The Terrence Higgins Trust is reiterating calls for the HPV (human papillomavirus) vaccination programme to include gay and bisexual men following Hollywood actor Michael Douglas’s comments about oral cancer.

In an interview with the Guardian the actor, 68, said his previous battle with throat cancer was caused by a virus he contracted by performing oral sex.

When asked whether he now regretted his years of smoking and drinking – common causes of oral cancer – Douglas replied “No.”

“It’s a sexually transmitted disease,” Douglas said of the human papillomavirus virus.

Dr Michael Brady, who specialises in sexual health as medical director of the Terrence Higgins Trust (THT), told the Associated Press that oral sex could have contributed to Douglas’s cancer but that it was difficult to pinpoint a single cause.

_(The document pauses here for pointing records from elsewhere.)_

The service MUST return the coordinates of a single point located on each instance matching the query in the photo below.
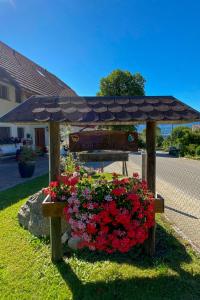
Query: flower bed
(106, 215)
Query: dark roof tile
(31, 76)
(99, 110)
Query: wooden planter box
(55, 209)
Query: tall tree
(122, 83)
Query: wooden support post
(126, 170)
(54, 170)
(151, 177)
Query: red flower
(133, 197)
(73, 180)
(91, 229)
(125, 181)
(54, 184)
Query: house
(21, 78)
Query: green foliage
(26, 271)
(70, 164)
(122, 83)
(185, 139)
(198, 151)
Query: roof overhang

Jason Warriner, clinical director at Terrence Higgins Trust, said: “HPV is a common virus which is usually harmless but can cause a range of cancers, including oral cancers, in both men and women. While we’re not in a position to comment on the specifics of this case, we welcome more open discussion of this issue.

“We believe men have a right to the same protection from HPV as women. The female HPV vaccination programme indirectly protects men who have sex with women who have been vaccinated. However, men who have sex with women who aren’t vaccinated and men who have sex with men remain at risk. This is particularly concerning given the rates of HPV-related anal cancer among gay men.”

He added: “Terrence Higgins Trust has campaigned for males to be included in the HPV vaccination programme.”

Speaking last week in an interview with ShortList for his latest film Behind the Candelabra, which is about the life of gay American pianist Liberace, Douglas suggested he knew several gay actors who were afraid to be open about their sexuality in case it damaged their careers.